California Law AB 1672 Explained
California law AB 1672 was passed in 1992, but you may have never heard about it- unless you needed it. With all the recent talk of healthcare reform, you may be wondering what is California law AB 1672 and what does it mean to you?
California Law AB 1672 in a Nut Shell
California law AB 1672 is actually an improvement on the federal government’s HIPAA, Health Insurance Portability and Accountability Act. Some legislators even tout the law as being a forerunner of the future of healthcare reform in America.
This law:
- Allows individuals with pre-existing medical conditions to change over to a newer group health plan without an exclusionary period;
- Ensures small businesses, professional organizations, and associations have access to health plans as long as they have between 2 and 50 full time employees;
- Protects the insured from an increase in insurance rates after filing an insurance claim;
- Allows employees with health problems to change jobs and/or health plans without fear of being penalized for pre-existing conditions.
Life Before AB 1672
Before the law took effect, employers often faced denied coverage due to aging employees, or employees with serious medical coverage, or if they employed to few eligible enrollees. They lived in fear of cancellation of health benefits if they filed a claim (actually used the health insurance they paid for), or if premiums were raised beyond the breaking point forcing the employer and employees to cancel the health plan.
If one employee became sick, the entire company risked losing health benefits. Pricing was not uniform between small businesses and larger companies. Some small companies were paying twice as much for the same amount of health care that larger companies were receiving.
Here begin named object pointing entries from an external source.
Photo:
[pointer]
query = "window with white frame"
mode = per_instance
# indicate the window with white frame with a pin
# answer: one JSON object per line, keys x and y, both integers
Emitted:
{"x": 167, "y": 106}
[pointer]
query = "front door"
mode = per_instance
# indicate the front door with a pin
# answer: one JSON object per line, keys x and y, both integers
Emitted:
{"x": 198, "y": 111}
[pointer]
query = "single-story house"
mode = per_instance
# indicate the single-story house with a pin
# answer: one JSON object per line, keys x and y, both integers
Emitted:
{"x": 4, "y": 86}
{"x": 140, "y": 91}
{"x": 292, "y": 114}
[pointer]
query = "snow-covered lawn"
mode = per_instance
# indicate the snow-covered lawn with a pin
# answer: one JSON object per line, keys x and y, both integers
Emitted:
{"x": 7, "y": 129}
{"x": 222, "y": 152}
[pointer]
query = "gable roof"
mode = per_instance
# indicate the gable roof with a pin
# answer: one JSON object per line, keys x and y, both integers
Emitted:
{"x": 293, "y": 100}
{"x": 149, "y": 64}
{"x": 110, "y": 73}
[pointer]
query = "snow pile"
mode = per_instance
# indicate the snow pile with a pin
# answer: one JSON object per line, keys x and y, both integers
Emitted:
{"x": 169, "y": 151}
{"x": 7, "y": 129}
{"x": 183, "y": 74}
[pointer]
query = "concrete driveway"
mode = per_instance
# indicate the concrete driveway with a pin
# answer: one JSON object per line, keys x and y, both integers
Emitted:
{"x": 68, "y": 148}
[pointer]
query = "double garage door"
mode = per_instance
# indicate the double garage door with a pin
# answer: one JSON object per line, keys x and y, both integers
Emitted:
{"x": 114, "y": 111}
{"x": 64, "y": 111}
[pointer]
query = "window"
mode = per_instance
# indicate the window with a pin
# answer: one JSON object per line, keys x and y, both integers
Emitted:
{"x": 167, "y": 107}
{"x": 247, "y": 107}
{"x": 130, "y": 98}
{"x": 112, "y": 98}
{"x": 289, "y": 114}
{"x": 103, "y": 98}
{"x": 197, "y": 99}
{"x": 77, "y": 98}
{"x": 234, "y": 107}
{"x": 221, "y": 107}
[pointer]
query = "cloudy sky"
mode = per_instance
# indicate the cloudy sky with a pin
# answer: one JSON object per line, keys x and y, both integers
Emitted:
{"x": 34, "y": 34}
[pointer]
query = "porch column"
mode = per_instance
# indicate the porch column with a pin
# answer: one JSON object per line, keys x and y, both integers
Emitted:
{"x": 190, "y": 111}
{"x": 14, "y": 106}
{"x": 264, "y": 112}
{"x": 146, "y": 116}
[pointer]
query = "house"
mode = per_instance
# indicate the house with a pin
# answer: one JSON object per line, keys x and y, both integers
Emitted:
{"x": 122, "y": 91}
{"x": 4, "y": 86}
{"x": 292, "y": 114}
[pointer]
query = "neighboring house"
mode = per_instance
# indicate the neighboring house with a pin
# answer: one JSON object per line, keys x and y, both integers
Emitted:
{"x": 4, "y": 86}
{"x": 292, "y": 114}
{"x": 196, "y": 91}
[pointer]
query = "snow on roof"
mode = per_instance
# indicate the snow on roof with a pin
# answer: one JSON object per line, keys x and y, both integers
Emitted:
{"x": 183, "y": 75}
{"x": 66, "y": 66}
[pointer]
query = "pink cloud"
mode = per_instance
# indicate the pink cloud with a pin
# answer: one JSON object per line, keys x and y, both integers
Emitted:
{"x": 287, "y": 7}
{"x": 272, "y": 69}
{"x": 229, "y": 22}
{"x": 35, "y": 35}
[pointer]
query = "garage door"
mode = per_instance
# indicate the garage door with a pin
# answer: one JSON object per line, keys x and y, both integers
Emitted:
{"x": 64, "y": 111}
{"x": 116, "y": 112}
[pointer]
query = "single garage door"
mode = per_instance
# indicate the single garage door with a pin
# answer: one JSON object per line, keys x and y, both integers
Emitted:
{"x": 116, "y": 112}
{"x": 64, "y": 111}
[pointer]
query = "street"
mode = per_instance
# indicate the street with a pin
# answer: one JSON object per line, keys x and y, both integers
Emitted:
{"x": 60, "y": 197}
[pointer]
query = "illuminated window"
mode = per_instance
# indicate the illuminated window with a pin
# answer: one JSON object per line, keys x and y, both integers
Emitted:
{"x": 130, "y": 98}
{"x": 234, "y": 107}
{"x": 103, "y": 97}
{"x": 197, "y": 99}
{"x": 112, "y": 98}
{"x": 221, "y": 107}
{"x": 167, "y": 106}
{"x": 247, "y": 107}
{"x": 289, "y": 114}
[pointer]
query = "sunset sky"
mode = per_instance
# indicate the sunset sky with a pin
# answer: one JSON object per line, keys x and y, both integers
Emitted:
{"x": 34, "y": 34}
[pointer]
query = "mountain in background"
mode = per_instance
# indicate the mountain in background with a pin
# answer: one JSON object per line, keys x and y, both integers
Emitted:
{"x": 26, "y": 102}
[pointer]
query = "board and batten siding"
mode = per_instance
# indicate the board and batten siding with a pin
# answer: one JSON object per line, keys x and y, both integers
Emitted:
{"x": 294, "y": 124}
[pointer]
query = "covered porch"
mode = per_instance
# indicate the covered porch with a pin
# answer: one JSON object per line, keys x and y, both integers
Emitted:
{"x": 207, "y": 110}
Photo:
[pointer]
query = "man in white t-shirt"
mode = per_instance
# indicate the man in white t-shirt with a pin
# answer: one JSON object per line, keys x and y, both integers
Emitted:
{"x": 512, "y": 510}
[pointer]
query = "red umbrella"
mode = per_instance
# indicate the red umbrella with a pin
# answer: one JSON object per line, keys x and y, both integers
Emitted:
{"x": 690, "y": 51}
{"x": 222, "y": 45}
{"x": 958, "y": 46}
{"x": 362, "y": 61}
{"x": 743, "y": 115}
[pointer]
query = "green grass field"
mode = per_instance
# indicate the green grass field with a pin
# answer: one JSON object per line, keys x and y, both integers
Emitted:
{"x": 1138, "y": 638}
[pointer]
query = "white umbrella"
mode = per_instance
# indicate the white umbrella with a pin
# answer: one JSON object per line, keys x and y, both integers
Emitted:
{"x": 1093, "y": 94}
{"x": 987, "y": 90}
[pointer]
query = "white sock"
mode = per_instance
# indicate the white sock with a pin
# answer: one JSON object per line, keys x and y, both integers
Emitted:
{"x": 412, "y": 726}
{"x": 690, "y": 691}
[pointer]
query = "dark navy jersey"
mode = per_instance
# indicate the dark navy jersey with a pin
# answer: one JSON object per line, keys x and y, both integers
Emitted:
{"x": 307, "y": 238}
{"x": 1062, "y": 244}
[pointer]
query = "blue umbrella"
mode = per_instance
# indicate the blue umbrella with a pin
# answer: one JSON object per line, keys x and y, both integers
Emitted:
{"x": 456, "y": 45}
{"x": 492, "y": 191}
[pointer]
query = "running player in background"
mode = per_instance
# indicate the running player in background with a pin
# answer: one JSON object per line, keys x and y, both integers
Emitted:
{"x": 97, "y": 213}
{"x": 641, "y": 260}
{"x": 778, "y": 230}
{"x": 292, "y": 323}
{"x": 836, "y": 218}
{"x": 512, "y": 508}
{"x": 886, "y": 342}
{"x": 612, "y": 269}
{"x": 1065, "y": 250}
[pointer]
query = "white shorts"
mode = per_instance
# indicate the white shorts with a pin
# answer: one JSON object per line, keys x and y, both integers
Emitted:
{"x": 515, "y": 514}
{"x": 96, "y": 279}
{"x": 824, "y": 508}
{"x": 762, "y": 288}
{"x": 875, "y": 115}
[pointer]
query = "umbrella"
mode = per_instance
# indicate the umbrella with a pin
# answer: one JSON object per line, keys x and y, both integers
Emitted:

Many families carried double insurance to guard against the loss of coverage if one spouse were to get fired or change jobs. Families also lived in fear of losing coverage for a child or spouse if they became ill or permanently disabled.
Consequently, more than 2/3 of small businesses were unable to offer health insurance benefits to employees, leaving individuals and families unprotected unless they could afford privately funded health insurance. Those who could afford health insurance had to settle for traditional health plan that covered less and came with higher premiums instead of choosing from group health plans.
AB 1672 Changes Life for the Better
Now, under the new law, more California residents have access to group health plans and are protected from skyrocketing premiums and cancellation if they become ill or injured. Small businesses can choose between group health plans with affordable premiums. In addition, employees whose employers decline to offer health insurance are not left high and dry. They can opt for group health plans provided through professional organizations, trade associations, and civic groups.
California Law AB 1672 in Action: How it Works
Employees who are eligible for protection under AB 1672 must:
- Be residents of California
- Be considered full-time; or in some cases, working at least 20 hours per week
- Be employed by or belong to a business or organization offering group health plans must have between 2-50 members or employees enrolling for coverage
- Not be enrolled in Medicare or MediCal
- Apply for benefits under a new employee within 30 days of losing the previous coverage (this does NOT include an employers mandatory probationary or waiting period for insurance coverage)
- Be employed by an employer who contributes to the cost of health insurance coverage
- Be employed by a business that has actively engaged in business for a minimum of six months prior to filing for health insurance eligibility under AB 1672
California law AB 1672 protects your right to healthcare insurance. The details are complicated, but the bottom line is that AB 1672 is one assembly bill that has changed the way California residents view health insurance for the better.